Patients with a personal and/or family history of Alzheimer’s disease and dementia. Warning signs of these diseases include, but are not limited to: abnormal imaging of the brain, difficultly moving or controlling one’s movement, memory loss that interferes with daily life, changes in mood and personality, difficulty having a conversation or completing familiar tasks, and confusion with the time or place.

What are the potential benefits for my patient?

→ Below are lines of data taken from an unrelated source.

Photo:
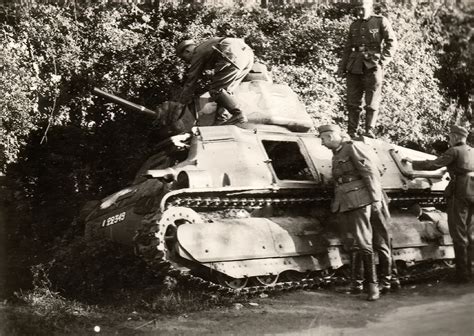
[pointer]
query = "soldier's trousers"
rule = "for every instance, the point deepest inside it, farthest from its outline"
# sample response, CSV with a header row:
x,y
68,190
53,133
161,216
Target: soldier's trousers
x,y
228,73
368,87
460,222
369,228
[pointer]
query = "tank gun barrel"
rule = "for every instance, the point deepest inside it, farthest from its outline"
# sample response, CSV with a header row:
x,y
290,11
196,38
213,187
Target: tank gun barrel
x,y
125,103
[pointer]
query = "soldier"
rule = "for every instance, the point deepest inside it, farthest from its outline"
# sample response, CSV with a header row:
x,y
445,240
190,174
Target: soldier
x,y
459,159
359,198
370,45
229,58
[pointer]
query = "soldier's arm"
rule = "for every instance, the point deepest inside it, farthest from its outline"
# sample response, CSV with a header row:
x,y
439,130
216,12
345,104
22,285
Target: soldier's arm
x,y
368,170
192,76
345,54
441,161
390,42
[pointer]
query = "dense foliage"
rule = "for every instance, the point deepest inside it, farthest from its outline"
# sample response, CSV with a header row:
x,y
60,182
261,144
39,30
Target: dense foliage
x,y
62,146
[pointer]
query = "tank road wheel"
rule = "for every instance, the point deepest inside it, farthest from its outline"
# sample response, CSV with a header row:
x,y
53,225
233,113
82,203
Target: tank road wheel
x,y
168,228
227,281
294,275
265,280
448,263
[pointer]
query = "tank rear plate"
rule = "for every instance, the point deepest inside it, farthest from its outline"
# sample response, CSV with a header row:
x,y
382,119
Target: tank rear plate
x,y
273,266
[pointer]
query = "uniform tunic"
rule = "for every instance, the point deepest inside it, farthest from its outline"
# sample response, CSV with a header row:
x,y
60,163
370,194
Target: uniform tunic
x,y
459,194
358,196
226,76
369,47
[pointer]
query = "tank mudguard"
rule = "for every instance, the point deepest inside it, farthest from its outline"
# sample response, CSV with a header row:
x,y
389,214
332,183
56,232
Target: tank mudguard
x,y
251,238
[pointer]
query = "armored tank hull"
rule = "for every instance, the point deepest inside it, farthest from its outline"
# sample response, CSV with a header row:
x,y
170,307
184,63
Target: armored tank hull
x,y
247,209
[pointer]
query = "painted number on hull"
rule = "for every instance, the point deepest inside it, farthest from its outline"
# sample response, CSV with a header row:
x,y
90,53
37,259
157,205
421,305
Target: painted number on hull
x,y
114,219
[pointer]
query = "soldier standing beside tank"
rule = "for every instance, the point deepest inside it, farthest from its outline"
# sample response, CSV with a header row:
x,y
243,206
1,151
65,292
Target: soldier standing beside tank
x,y
459,159
370,45
230,59
359,198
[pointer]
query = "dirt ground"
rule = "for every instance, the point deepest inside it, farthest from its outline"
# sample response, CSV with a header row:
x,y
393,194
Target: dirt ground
x,y
431,309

Patients identified with a disease-causing change (a pathogenic or likely pathogenic variant) in a gene on this panel have an increased risk of developing the associated neurodegenerative disease. Genetic testing may be beneficial in the planning and decision-making process for treatment, psychosocial counseling, and support programs for caregivers and patients. Your patient’s family members can also be tested to help define their risk. If a pathogenic variant is identified in your patient, close relatives (children, siblings, and parents) are up to 50% more likely to also be at increased risk.

Test Description

Order Options:

Sequencing
Del/Dup
Rush / STAT
Exclude VUS
Duo/Trio

Turnaround Time:

3-5 weeks

Cost:

Call for details

Genes:

APOE, APP, C9orf72, CSF1R, DNMT1, EIF4G1, GBA, GRN, MAPT, PRNP, PSEN1, PSEN2, SNCA, SNCB, TREM2, TYROBP ( 16 genes )

Coverage:

96% at 20x

Specimen Requirements:

Blood (two 4ml EDTA tubes, lavender top) or Extracted DNA (3ug in EB buffer) or Buccal Swab or Saliva (kits available upon request)

Test Limitations:

All sequencing technologies have limitations. This analysis is performed by Next Generation Sequencing (NGS) and is designed to examine coding regions and splicing junctions. Although next generation sequencing technologies and our bioinformatics analysis significantly reduce the contribution of pseudogene sequences or other highly-homologous sequences, these may still occasionally interfere with the technical ability of the assay to identify pathogenic variant alleles in both sequencing and deletion/duplication analyses. Sanger sequencing is used to confirm variants with low quality scores and to meet coverage standards. If ordered, deletion/duplication analysis can identify alterations of genomic regions which include one whole gene (buccal swab specimens and whole blood specimens) and are two or more contiguous exons in size (whole blood specimens only); single exon deletions or duplications may occasionally be identified, but are not routinely detected by this test. Identified putative deletions or duplications are confirmed by an orthogonal method (qPCR or MLPA). This assay will not detect certain types of genomic alterations which may cause disease such as, but not limited to, translocations or inversions, repeat expansions (eg. trinucleotides or hexanucleotides), alterations in most regulatory regions (promoter regions) or deep intronic regions (greater than 20bp from an exon). This assay is not designed or validated for the detection of somatic mosaicism or somatic mutations.

CPT Codes:

CPT Code

81404, 81405, 81406, 81479x2

NOTE: The CPT codes listed on the website are in accordance with Current Procedural Terminology, a publication of the American Medical Association. CPT codes are provided here for the convenience of our clients. Clients who bill for services should make the final decision on which codes to use.